Alors que nous nous indignons à juste titre du Big Brother américain, notre parlement accepterait le jour même de valider un Little Brother français ? La protection des données et de la vie privée sont des valeurs intrinsèques et non négociables de nos démocraties. Si au nom de la sécurité nous commençons à renier sur nos libertés, ce sont tous les terroristes qui auront gagné.
Là encore, il y avait déjà d’excellentes raisons de s’opposer à ce projet de loi sur le renseignement. Aujourd’hui, le scandale des écoutes américaines nous oblige à refuser de copier leurs pratiques a-démocratiques.

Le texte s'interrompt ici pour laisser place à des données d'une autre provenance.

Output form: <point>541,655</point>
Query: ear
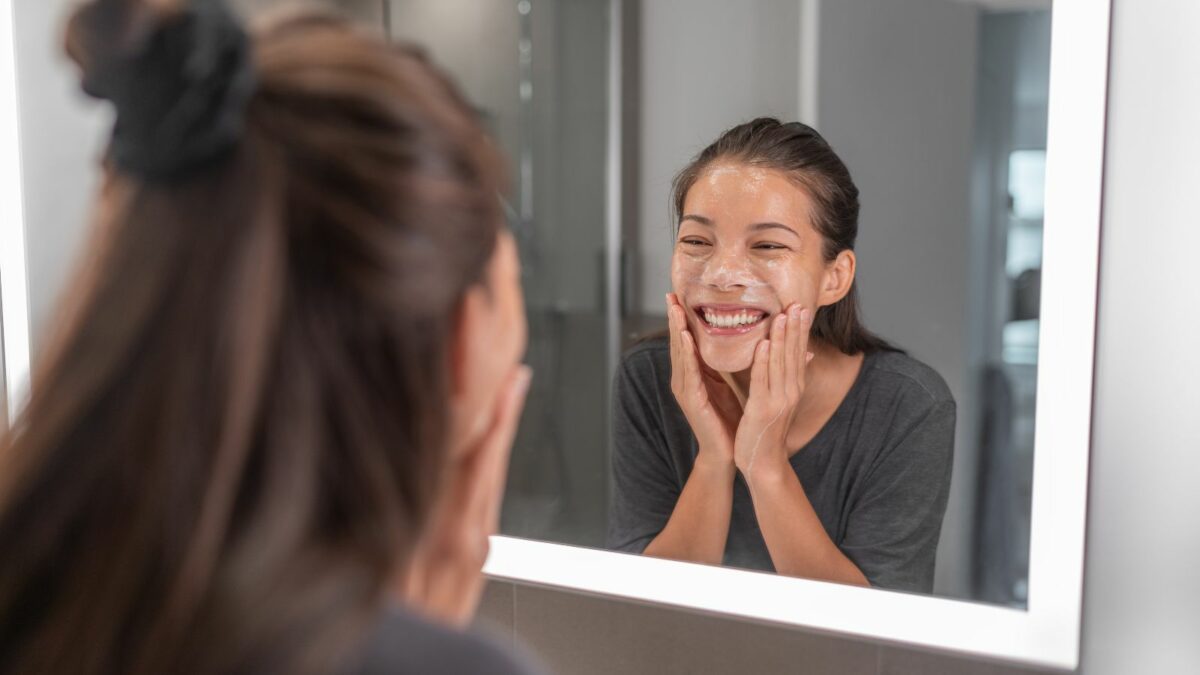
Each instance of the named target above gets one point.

3. Protégeons les « lanceurs d’alerte »
Enfin, la dernière leçon à tirer de tout cela, essentielle, est la nécessaire protection des lanceurs d’alerte. C’est grâce aux révélations de Wikileaks et de personnalités telles que Julian Assange ou encore Edward Snowden, relayées par des médias responsables, qu’aujourd’hui le grand public est au courant de ces écoutes américaines.
Dans tout un tas d’affaires ayant récemment défrayé la chronique, Wikileaks, Swissleaks, Luxleaks, c’est grâce à des individus courageux ayant décidé de transgresser les règles et le droit positif au nom d’une certaine idée de l’intérêt général que des pratiques scandaleuses (espionnage à grande échelle, fraudes fiscales industrielles, blanchiment d’argent organisé par les États eux-mêmes…) ont pu être mises à jour.

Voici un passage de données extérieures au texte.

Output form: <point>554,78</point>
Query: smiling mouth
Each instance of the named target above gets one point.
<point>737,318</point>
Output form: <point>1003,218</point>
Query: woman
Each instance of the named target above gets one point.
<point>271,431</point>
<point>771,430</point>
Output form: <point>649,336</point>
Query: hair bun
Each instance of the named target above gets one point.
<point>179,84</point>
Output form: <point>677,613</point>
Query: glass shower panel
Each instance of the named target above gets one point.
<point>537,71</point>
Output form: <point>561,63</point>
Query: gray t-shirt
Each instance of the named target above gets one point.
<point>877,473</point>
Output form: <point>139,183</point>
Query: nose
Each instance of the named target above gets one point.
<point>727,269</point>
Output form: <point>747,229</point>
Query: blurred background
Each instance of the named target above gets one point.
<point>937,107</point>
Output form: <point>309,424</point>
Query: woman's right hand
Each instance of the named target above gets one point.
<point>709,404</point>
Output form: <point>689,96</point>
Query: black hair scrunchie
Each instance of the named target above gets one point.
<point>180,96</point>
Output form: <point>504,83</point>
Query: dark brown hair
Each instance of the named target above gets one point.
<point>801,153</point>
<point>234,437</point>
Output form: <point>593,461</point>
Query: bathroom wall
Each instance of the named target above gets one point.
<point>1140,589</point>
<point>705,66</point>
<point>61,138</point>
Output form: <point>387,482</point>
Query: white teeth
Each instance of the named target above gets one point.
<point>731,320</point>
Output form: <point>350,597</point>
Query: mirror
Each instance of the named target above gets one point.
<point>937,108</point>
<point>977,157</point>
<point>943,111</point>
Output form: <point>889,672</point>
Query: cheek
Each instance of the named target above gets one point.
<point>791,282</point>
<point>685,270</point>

Ceux que l’on nomme les « lanceurs d’alerte », nouveaux héros de notre époque, prennent des risques inouïs et se retrouvent bien souvent seuls contre tous, les grandes firmes multinationales et les États jaloux et bien décidés à ne pas partager leurs « secrets ». Ils doivent donc absolument être protégés pour pouvoir continuer de dénoncer un certain nombre de pratiques au nom de l’intérêt général.

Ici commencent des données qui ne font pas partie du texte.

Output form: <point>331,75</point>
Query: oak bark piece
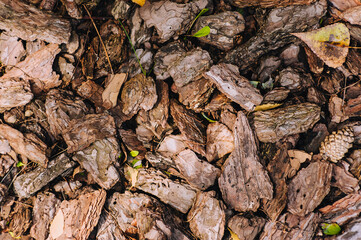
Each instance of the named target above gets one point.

C’est pourquoi nous demandons à nouveau à la Commission européenne, qui n’a pour l’instant pas prévu d’agir en la matière, de mettre à l’agenda de l’UE un texte prévoyant la protection européenne de tous les lanceurs d’alerte.
Pour qu’Edward Snowden, Stéphanie Gibaud, Hervé Falciani, Irène Frachon, Julian Assange et tous les actuels et futurs lanceurs d’alerte de leur trempe puissent continuer à révéler ce type de scandales qui doivent être connus du grand public afin que le terme même de « démocratie » puisse encore avoir un sens, il faut qu’ils soient protégés par nos institutions, et non inquiétés, poursuivis et précarisés comme trop d’entre eux le sont aujourd’hui.